Source: Asia Times
The Chinese Communist Party is celebrating the 100th anniversary of its founding in 1921. For most of those decades, the party sought to restrict or obliterate traditional religious practices, which it considered part of China’s “feudal” past.
But since the late 1970s, the party has slowly permitted a multifaceted and far-reaching revival of religion. More recently, President and Communist Party leader Xi Jinping has endorsed continued party tolerance for religion as filling a moral void that has developed amid China’s fast-paced economic growth.
This support does come with caveats and restrictions, however, including the demand that religious leaders support the Communist Party.
All temples and churches were shut down or destroyed. Any form of religious activity was prohibited, even as there was forceful promotion of the cult of Mao (Zedong), which assumed the role of an officially sanctioned religion.
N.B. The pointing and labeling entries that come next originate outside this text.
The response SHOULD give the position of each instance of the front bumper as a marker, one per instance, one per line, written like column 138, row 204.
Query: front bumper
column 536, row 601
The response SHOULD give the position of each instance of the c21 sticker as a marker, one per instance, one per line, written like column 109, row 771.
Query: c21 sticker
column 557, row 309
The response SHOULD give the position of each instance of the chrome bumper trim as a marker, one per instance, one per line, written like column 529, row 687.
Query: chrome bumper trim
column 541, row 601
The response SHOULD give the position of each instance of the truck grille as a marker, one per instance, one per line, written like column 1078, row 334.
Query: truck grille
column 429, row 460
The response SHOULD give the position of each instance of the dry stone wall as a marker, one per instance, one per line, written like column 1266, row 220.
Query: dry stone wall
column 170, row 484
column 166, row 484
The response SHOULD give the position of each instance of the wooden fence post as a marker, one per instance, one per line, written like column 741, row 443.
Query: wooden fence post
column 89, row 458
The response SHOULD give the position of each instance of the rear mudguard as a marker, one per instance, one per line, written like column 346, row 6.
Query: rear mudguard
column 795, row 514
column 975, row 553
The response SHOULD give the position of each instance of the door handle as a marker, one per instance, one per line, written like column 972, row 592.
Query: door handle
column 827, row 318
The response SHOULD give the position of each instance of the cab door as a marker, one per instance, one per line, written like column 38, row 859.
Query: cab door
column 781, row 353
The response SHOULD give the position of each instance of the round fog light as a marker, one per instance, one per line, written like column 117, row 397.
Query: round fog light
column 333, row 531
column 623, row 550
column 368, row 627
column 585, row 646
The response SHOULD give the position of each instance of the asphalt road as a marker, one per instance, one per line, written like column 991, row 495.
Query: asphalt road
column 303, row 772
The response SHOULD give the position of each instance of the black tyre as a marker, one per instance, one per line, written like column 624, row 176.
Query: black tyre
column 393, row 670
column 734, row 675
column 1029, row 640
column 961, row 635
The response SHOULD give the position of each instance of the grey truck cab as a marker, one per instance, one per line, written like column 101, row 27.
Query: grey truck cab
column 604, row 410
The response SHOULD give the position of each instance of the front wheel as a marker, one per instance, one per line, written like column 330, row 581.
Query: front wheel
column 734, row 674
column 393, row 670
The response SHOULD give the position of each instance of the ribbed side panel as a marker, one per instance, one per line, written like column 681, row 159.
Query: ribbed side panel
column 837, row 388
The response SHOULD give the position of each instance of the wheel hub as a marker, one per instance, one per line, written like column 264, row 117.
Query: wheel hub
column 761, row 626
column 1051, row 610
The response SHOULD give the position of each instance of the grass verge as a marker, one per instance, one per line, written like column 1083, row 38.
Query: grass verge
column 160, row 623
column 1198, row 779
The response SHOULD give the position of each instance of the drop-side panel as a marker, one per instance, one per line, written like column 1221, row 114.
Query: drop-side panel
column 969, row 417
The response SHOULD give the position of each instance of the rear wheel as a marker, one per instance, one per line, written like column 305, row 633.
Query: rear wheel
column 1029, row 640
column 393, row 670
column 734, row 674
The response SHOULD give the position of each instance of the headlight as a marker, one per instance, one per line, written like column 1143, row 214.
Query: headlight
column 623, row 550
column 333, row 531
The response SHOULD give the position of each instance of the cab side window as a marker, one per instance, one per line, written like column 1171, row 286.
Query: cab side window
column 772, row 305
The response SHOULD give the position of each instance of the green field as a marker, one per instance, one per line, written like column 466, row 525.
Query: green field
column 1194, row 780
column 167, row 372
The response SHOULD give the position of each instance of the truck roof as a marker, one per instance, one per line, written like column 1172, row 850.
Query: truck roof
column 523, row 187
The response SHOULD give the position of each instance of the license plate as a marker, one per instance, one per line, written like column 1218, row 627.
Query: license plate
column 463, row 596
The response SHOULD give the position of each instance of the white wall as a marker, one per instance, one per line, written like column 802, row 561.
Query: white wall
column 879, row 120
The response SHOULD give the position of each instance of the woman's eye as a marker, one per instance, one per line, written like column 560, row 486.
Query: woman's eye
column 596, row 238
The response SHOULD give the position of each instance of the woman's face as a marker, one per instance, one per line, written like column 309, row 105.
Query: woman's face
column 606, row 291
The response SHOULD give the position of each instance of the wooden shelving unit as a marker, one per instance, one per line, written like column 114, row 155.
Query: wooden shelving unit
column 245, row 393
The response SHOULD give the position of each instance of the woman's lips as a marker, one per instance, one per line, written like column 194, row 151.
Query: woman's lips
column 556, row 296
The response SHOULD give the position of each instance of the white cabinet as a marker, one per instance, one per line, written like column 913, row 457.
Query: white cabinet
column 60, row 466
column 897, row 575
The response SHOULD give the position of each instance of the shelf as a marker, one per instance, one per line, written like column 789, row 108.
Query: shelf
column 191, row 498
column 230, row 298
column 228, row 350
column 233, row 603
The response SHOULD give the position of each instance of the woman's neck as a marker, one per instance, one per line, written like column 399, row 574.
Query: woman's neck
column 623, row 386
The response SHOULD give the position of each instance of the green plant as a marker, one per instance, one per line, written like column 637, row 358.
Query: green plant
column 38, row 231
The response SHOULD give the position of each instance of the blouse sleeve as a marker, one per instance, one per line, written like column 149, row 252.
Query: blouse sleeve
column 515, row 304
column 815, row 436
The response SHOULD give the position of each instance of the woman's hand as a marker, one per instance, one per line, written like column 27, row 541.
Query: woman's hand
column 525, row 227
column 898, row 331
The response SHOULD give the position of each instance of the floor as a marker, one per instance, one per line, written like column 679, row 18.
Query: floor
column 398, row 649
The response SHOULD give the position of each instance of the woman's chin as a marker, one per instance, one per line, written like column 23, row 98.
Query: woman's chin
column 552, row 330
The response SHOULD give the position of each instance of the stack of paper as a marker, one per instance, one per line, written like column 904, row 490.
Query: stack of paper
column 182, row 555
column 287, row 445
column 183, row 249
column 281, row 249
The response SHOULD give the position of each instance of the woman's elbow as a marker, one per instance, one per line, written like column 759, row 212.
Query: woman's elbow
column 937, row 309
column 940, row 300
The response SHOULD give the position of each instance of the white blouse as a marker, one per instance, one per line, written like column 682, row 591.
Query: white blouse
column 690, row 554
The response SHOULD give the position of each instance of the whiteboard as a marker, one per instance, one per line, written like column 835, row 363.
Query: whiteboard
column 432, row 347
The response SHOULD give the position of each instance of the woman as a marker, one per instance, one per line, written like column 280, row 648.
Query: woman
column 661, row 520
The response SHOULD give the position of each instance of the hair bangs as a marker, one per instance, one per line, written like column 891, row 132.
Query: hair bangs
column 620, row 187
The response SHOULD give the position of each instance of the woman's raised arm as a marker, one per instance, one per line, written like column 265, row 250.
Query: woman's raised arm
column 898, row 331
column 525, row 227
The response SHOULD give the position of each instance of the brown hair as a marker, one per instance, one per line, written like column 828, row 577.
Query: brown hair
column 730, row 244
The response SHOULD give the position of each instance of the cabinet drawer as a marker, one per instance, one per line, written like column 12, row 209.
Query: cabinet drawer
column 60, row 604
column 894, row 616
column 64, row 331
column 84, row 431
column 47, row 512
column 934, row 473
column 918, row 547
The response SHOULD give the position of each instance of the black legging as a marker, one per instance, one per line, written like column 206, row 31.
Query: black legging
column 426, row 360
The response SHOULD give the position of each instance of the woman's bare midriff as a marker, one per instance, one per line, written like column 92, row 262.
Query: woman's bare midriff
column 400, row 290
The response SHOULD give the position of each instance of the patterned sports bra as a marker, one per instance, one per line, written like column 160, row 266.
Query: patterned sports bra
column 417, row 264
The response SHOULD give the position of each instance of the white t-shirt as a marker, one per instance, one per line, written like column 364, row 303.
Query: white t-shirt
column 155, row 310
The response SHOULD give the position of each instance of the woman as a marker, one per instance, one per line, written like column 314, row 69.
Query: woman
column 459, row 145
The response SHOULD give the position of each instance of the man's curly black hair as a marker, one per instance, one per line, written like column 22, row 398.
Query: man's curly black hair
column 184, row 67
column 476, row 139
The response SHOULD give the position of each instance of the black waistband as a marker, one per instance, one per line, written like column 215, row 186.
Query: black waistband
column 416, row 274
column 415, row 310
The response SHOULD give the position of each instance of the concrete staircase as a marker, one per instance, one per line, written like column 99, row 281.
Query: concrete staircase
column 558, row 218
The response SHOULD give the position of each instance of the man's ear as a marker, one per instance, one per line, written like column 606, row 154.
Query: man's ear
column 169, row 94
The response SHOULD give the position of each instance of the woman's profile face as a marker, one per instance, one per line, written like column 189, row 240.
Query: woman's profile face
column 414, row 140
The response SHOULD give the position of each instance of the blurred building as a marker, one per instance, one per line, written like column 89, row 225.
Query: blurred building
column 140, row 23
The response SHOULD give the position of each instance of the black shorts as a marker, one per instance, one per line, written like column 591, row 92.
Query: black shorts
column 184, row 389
As part of major reforms and a loosening of social controls, initiated in the late 1970s, the party has slowly accepted a range of behaviors and traditions that fulfill religious needs or provide spiritual outlets. Buddhism, Taoism, Catholicism, Islam and Protestantism – the five officially recognized religions – have staged comebacks, albeit with varying success.
There are increasing numbers of local temples, associations, pilgrimages and festivals, and growing numbers of Buddhist, Christian and Taoist clergy. Many religious sites are open for private worship and communal service and frequented by people from all walks of life.
Local governments are often keen to restore and promote religious establishments, largely to stimulate tourism and local economic development.